Recursive Character Text Splitter

Overview

The Recursive Character Text Splitter is an advanced text splitting tool in AnswerAI that allows you to split documents recursively using different characters or custom separators. This splitter offers more sophisticated chunking capabilities compared to the simpler Character Text Splitter, giving you greater control over how your text is divided.

Key Benefits

  • Recursive splitting for more semantically coherent chunks
  • Customizable separators for tailored text division
  • Improved context preservation in complex documents

How to Use

  1. In the AnswerAI Studio, add the "Recursive Character Text Splitter" node to your canvas.

  2. Configure the following parameters:

    • Chunk Size: Set the maximum number of characters per chunk (default: 1000)
    • Chunk Overlap: Specify the number of characters to overlap between chunks (default: 200)
    • Custom Separators: (Optional) Define an array of custom separators
  3. Connect the splitter to your document input and subsequent processing nodes.

Recursive Text Splitter & Drop UI

Tips and Best Practices

  1. Experiment with different chunk sizes and overlaps to find the optimal balance for your specific use case.
  2. Use custom separators when dealing with structured text or documents with clear section demarcations.
  3. Consider the nature of your text when choosing separators (e.g., newlines for paragraphs, special characters for code blocks).

Recursive Splitting vs. Character Text Splitter

The Recursive Character Text Splitter differs from the regular Character Text Splitter in several key ways:

  1. Recursive Approach: This splitter uses a hierarchical approach to text division. It starts with the first separator (default: "\n\n"), then moves to the next ("\n"), and finally to a space (" "). This method helps maintain the semantic structure of the document better than a simple character count split.

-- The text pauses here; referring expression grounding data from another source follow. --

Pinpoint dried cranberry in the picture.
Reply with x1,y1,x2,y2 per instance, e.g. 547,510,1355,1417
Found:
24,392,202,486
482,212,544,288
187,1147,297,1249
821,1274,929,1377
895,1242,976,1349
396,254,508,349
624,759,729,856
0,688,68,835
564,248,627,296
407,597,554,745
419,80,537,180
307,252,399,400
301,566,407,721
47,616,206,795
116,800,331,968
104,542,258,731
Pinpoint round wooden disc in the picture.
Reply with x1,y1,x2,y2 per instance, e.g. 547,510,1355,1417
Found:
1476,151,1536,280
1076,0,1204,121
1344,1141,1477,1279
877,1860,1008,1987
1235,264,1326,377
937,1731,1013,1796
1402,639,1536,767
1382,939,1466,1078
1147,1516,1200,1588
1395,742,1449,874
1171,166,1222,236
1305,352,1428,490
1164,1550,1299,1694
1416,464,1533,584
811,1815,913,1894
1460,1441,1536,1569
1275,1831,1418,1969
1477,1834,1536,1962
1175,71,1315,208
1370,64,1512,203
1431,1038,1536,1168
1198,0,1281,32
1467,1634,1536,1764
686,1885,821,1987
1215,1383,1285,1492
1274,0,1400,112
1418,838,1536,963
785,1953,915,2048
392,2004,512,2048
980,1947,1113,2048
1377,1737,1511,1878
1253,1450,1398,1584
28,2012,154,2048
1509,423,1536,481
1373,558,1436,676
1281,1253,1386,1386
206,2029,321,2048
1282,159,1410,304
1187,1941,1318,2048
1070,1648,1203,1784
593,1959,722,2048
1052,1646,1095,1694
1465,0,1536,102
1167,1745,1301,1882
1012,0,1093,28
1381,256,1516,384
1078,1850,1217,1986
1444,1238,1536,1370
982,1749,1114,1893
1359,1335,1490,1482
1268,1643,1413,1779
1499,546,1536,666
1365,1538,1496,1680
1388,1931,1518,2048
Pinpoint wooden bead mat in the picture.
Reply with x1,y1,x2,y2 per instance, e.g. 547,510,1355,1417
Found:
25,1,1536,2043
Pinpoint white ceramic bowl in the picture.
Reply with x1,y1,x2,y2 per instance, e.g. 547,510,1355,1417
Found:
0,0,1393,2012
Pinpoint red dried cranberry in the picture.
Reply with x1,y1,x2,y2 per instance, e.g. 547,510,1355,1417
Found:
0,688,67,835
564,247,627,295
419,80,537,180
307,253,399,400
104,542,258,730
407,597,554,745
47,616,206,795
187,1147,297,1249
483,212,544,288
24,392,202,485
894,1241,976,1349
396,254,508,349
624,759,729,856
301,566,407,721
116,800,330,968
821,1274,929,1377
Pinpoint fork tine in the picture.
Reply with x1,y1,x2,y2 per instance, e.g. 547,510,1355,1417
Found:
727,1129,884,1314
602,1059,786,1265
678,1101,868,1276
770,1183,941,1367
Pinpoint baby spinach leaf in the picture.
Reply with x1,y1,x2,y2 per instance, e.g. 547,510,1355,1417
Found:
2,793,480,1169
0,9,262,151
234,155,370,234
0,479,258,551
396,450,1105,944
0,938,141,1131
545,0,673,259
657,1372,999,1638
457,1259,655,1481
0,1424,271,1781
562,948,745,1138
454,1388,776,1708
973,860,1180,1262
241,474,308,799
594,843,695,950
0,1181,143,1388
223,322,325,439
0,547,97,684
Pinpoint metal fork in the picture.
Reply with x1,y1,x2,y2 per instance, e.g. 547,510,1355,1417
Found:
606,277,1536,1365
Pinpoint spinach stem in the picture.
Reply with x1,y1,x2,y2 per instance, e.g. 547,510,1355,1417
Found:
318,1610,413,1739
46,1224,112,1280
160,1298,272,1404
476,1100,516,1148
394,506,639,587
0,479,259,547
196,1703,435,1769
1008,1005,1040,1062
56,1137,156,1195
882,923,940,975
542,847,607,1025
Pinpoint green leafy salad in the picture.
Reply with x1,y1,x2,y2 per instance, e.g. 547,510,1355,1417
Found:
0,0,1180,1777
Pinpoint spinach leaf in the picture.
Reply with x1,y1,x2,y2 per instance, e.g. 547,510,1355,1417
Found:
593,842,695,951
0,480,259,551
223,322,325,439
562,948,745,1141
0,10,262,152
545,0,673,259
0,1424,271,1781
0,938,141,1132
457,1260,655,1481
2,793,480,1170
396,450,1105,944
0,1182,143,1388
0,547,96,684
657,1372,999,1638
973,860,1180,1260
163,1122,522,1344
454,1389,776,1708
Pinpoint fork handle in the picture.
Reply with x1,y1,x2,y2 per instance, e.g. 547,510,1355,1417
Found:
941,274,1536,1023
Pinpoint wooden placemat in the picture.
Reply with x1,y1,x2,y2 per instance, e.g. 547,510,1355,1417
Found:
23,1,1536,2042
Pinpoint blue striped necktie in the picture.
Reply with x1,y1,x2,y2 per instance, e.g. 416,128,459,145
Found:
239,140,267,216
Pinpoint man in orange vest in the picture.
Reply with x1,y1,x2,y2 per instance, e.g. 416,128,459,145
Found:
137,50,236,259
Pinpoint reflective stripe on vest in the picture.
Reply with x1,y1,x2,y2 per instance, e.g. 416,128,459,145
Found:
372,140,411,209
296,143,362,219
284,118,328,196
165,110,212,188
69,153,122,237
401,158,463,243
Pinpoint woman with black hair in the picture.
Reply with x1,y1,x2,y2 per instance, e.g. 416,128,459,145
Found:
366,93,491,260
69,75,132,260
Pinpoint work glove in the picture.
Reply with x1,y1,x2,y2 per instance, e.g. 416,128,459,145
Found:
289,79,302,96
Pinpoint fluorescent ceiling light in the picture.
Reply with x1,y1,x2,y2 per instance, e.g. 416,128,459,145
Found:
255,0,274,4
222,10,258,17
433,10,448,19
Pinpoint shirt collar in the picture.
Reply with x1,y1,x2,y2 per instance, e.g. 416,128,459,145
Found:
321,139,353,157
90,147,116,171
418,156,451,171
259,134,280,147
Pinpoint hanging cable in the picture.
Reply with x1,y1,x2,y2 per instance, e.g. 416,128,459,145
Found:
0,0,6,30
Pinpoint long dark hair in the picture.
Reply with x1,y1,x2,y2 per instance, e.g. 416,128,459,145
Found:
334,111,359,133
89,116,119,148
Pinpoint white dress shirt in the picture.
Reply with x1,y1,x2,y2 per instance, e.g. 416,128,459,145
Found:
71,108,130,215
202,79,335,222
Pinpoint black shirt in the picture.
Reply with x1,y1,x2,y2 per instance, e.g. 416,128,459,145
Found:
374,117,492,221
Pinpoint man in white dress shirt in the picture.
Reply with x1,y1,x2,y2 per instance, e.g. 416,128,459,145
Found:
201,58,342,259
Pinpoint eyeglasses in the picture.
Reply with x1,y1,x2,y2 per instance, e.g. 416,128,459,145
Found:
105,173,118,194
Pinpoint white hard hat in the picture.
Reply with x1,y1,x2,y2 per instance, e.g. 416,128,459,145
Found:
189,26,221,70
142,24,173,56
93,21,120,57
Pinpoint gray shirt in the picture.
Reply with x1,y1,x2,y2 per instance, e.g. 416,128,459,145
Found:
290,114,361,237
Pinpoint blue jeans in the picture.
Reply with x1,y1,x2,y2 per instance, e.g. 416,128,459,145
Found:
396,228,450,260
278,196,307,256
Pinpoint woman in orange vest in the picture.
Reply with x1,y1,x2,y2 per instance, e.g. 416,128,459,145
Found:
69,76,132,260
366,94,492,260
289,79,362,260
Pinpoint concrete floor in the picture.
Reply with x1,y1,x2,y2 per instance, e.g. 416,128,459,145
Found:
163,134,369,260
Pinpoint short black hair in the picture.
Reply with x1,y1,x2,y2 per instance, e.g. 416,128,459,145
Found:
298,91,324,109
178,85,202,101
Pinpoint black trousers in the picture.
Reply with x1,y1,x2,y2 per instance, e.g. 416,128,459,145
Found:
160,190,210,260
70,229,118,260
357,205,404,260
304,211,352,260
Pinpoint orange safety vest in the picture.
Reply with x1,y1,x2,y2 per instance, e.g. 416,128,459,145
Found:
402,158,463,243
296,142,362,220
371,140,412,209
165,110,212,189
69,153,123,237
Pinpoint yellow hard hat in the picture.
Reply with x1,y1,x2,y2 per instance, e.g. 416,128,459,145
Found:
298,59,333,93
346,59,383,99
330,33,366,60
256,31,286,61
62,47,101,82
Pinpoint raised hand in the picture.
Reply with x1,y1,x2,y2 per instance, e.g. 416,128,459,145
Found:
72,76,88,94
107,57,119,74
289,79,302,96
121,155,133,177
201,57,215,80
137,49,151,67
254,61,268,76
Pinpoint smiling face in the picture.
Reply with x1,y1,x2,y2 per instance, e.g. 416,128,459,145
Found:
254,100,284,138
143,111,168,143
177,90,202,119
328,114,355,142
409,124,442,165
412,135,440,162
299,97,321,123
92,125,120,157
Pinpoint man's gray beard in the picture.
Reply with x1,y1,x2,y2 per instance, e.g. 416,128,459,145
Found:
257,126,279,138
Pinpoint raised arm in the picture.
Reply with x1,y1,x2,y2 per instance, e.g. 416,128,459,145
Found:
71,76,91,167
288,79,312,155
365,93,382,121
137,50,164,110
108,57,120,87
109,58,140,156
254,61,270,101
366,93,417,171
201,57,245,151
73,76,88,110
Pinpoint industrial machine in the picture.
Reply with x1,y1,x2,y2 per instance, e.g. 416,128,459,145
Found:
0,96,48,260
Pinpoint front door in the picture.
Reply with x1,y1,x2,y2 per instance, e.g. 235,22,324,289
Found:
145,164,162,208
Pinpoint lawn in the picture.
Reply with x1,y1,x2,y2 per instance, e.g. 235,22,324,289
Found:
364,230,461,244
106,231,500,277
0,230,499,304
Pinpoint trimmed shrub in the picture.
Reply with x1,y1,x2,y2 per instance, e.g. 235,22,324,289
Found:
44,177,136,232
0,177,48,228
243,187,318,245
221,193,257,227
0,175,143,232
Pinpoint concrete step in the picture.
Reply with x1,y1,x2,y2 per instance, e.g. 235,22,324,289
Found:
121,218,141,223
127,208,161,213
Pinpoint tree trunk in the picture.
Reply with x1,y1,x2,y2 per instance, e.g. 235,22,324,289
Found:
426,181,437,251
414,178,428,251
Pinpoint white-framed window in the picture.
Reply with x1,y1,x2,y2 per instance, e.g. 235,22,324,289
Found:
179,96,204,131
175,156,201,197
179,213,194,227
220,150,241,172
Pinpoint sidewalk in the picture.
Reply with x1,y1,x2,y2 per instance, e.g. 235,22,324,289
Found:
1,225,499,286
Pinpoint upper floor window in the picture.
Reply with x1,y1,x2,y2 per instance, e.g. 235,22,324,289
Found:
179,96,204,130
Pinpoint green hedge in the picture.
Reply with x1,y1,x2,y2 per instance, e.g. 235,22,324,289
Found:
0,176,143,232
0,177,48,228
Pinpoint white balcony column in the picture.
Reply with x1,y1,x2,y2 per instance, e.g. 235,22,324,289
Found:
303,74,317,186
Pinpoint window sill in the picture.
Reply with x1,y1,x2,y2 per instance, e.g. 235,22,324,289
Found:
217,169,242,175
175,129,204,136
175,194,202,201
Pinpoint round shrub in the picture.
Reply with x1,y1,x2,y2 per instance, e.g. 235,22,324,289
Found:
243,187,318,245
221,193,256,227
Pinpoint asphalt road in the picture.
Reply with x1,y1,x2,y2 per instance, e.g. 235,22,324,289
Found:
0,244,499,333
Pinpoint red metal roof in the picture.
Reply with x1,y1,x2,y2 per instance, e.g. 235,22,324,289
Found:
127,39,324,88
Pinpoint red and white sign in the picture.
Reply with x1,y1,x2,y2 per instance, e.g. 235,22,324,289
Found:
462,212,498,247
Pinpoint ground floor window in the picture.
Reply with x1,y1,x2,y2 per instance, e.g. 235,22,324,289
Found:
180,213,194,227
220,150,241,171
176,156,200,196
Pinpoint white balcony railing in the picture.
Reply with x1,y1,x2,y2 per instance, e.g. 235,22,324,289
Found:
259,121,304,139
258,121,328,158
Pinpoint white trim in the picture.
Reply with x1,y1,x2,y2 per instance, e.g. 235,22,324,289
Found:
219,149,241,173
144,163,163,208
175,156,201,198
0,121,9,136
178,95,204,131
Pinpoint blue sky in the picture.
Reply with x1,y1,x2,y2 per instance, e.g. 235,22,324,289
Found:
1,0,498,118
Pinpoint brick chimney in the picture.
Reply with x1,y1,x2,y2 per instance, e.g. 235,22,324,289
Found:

  2. Custom Separators: You can define your own array of separators, allowing for highly customized text division based on your document's structure.

  3. Context Preservation: By using meaningful separators, this splitter is more likely to keep related information together, preserving context within chunks.

  4. Flexibility: The recursive approach adapts better to varying document structures, making it more versatile for different types of text.

Using Custom Separators for Ultimate Control

The Custom Separators feature gives you precise control over how your text is chunked:

  1. Tailored Chunking: Define separators that match your document's structure (e.g., ["##", "###"] for Markdown headers).

  2. Preserve Semantic Units: Keep logical sections together by using appropriate separators (e.g., ["\n\n", "\n", " "] for paragraphs and sentences).

  3. Handle Special Formats: Easily chunk code blocks, CSV data, or any structured text by specifying relevant delimiters.

  4. Optimize for Analysis: Create chunks that align with your analytical needs, improving the effectiveness of subsequent processing steps.

Example custom separator input:

["##", "###", "\n\n", "\n", " "]

This configuration would split the text first by "##", then "###", followed by double newlines, single newlines, and finally spaces.

By leveraging the Recursive Character Text Splitter with custom separators, you gain ultimate control over how your documents are processed, ensuring that the resulting chunks are optimally suited for your specific use case in AnswerAI.